For content I was going to keep, I’d port it into Movable Type. However for stuff I was going to archive, that would be pointless effort. I decided to save the files as flat HTML instead – I just saved them using wget.

After much deliberation, I decided to do that with the PHP files too – whilst I doubt PHP is going anywhere for some time, saving them entirely as flat HTML files would mean I could run them from anywhere in the future without problem. If I wanted to quickly run them off a flash drive, I could.

This decision caused just one problem – I had a set of three quizzes which the user hit radio buttons and got their score based on their answers. In the end I converted them to pure text and had a magazine style “Mostly A’s” type section for working out the answer. Not ideal but frankly only about 2 people a month ever used them, so so what?

3. All archived sites would be entirely self contained

This was the decision that creates the most work. I didn’t want any changes I make elsewhere on the site to potentially break the archived pages, so I decided they would be entirely standalone. All necessary images and CSS files that were previously shared would be copied, and links updated. I could move everything to an entirely different server on a completely different domain, and the archived content would just work.

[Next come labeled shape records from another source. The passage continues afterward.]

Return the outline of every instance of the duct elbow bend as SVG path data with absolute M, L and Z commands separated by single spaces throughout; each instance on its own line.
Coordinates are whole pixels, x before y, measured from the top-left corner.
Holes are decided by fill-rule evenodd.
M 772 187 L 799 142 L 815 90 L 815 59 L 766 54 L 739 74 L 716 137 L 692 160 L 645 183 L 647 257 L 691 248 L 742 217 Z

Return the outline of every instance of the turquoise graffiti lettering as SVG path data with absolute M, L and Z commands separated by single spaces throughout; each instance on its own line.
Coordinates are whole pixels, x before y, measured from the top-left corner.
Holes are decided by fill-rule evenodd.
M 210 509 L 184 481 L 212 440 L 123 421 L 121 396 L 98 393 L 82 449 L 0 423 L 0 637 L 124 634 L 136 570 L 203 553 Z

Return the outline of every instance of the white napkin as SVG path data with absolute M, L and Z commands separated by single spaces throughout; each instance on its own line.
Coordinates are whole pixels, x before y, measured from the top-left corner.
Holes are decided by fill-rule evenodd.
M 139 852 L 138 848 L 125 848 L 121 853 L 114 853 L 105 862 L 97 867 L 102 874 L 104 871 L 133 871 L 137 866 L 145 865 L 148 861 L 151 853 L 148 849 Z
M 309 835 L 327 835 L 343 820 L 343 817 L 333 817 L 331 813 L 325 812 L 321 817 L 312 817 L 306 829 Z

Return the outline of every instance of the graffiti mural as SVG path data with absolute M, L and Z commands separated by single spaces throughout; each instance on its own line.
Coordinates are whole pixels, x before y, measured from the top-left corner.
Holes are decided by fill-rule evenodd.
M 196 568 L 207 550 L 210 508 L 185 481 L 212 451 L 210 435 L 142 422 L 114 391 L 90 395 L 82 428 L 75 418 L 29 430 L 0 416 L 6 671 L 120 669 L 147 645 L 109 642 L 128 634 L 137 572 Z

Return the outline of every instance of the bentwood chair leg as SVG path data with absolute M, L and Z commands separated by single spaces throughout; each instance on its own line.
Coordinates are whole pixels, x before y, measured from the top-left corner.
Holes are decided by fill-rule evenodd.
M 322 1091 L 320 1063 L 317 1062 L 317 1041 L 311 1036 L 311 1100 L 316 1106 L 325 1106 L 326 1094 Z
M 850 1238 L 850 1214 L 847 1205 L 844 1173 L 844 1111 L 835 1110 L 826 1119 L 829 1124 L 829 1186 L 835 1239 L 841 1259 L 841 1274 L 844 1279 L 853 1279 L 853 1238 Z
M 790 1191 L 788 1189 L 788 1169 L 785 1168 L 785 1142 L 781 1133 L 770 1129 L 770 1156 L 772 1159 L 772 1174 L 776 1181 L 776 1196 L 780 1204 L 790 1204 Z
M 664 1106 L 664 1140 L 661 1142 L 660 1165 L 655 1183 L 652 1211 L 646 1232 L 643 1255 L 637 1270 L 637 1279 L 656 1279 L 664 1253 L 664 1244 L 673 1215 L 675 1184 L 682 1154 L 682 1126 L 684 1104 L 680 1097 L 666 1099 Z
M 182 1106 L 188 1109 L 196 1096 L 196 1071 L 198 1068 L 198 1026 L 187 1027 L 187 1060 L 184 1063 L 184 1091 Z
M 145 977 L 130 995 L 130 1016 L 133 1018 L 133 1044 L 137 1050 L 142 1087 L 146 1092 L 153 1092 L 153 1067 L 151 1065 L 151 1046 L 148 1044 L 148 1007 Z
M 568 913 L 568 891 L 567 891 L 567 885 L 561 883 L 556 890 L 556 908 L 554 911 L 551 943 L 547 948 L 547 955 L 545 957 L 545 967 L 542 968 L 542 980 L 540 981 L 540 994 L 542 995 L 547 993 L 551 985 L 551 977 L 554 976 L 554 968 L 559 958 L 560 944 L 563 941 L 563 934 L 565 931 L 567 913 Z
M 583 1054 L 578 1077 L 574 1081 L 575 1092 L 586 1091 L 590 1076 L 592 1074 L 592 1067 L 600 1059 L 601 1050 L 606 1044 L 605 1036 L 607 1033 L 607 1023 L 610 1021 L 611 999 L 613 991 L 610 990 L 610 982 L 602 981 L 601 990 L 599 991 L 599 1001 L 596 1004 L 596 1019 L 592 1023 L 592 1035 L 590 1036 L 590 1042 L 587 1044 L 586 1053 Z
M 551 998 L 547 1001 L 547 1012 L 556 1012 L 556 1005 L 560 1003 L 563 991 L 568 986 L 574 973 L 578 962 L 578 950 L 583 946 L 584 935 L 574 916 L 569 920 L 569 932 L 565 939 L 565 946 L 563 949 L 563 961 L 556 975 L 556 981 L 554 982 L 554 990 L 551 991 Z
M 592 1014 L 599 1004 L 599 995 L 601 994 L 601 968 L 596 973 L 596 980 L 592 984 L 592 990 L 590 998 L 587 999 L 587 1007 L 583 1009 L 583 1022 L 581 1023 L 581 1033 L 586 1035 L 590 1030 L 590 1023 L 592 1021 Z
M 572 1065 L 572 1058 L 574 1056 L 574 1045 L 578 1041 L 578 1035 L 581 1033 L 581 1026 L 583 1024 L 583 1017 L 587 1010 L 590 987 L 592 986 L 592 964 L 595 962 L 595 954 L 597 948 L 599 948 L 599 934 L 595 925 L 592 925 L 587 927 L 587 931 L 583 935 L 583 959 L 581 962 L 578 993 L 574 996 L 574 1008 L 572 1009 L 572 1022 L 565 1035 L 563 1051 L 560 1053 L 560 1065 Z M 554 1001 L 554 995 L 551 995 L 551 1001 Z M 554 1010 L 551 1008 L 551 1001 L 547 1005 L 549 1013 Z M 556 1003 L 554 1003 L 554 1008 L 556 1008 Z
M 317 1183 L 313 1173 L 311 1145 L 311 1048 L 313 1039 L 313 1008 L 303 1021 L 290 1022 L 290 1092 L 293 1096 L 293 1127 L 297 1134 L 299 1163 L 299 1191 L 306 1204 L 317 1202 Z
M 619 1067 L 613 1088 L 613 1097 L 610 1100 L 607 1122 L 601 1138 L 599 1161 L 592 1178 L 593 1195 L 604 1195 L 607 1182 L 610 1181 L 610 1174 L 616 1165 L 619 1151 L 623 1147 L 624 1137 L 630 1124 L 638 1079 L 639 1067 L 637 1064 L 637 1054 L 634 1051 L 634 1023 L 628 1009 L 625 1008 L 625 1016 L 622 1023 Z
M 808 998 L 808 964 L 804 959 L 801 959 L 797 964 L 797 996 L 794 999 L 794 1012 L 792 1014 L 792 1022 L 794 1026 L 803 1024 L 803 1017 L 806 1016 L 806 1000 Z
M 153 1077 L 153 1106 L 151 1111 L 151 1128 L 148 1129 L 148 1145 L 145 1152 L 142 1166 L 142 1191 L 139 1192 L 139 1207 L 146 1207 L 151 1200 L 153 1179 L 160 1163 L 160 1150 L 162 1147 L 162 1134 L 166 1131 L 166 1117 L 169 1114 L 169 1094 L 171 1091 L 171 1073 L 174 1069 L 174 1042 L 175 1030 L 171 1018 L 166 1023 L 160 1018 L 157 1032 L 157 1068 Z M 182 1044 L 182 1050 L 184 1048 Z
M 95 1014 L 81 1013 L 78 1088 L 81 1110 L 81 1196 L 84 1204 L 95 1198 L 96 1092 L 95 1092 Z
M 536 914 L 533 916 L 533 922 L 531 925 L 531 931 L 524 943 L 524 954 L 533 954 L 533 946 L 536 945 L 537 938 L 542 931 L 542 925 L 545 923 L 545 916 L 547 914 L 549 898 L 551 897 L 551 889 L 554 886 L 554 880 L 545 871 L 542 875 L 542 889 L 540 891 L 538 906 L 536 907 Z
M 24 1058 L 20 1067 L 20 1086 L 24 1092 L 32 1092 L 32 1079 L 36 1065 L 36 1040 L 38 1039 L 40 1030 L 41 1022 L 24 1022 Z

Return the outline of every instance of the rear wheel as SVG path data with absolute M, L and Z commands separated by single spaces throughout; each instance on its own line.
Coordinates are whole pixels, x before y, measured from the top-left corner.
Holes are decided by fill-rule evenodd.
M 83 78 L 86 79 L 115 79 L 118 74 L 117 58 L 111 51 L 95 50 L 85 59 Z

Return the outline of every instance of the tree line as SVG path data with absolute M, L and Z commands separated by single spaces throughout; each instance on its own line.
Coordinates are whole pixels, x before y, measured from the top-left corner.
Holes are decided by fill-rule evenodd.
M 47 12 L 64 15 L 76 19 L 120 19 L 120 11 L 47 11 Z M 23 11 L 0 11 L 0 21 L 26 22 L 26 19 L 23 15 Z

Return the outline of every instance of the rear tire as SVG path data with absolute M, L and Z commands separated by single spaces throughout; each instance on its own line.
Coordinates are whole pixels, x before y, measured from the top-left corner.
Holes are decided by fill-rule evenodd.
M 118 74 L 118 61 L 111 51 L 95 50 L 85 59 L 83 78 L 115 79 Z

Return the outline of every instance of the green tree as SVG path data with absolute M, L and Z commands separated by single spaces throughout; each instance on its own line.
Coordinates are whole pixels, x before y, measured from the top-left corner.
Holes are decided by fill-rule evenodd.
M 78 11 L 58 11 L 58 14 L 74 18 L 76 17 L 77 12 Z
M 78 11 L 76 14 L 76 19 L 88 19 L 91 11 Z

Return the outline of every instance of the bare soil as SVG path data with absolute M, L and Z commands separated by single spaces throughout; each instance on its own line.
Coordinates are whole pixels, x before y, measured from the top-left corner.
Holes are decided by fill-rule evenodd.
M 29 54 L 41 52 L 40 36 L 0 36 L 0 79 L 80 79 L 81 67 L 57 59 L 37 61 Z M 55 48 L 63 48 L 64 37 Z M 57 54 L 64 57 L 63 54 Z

JavaScript I stripped out – I have a standard set of files loaded on all pages. They all do relatively minor things and none of the pages I have so far archived actually used them, so I decided to strip it out. I also stripped out a bit of navigation on some pages if it pointed to non-archived content.

One bit of JavaScript remained – Google Analytics code so I could continue to check user stats. This was put into the code that generated the “This page is no longer updated” banner below…

4. A “this page is no longer updated” banner would be added

Taking best practice from the BBC here – a lot of websites just let old webpages rot and rot and rot. They may have been killed off for years but you’d never know. Some years ago the BBC started doing something to point out such pages on its website – a “mothballed” banner proclaimed very boldly and very dominantly, that the page was archived.

It makes sense and I’m surprised more people don’t do it. I decided I would.

I decided to make it a shared include, just in case I ever wanted to update the banner for any reason – the original reason I decided to do it was in case Google Analytics changed their JavaScript.

The banner is pulled in as two simple includes by PHP. One contains the CSS and Google Analytics JavaScript; the second contains the actual banner itself. All the flattened pages would be served as PHP (regardless of their original file type) but because it was very simple PHP, I would be able to change it very easily in the future if I had to.

5. And finally, leave it as it is…

For me one of the things I felt I really needed to do was one that took next to no effort. I wanted to leave it online looking just as it does now. That the design shown to the user should reflect the way the webpage was when I archived it.

I wanted to do this because every now and then I come across a webpage that looks rather structured but consists of Times New Roman text on a white background – the stylesheets have gone; the images lost.

That was what I wanted to avoid in this process. Yes URLs may change and there may be a whacking banner at the top, but it was still roughly the same.

Maybe in ten years time it will all be moot and the web browsers of the future won’t be able to display the pages I’ve archived now. I bloomin’ well hope that it won’t be the case! But maybe by then only about one person a year will actually view the pages anyway…

And perhaps that’s the question – how long do you leave stuff online? Does there reach a point when it all becomes a trifle irrelevant?

Probably… but hey, server space is cheap. Right?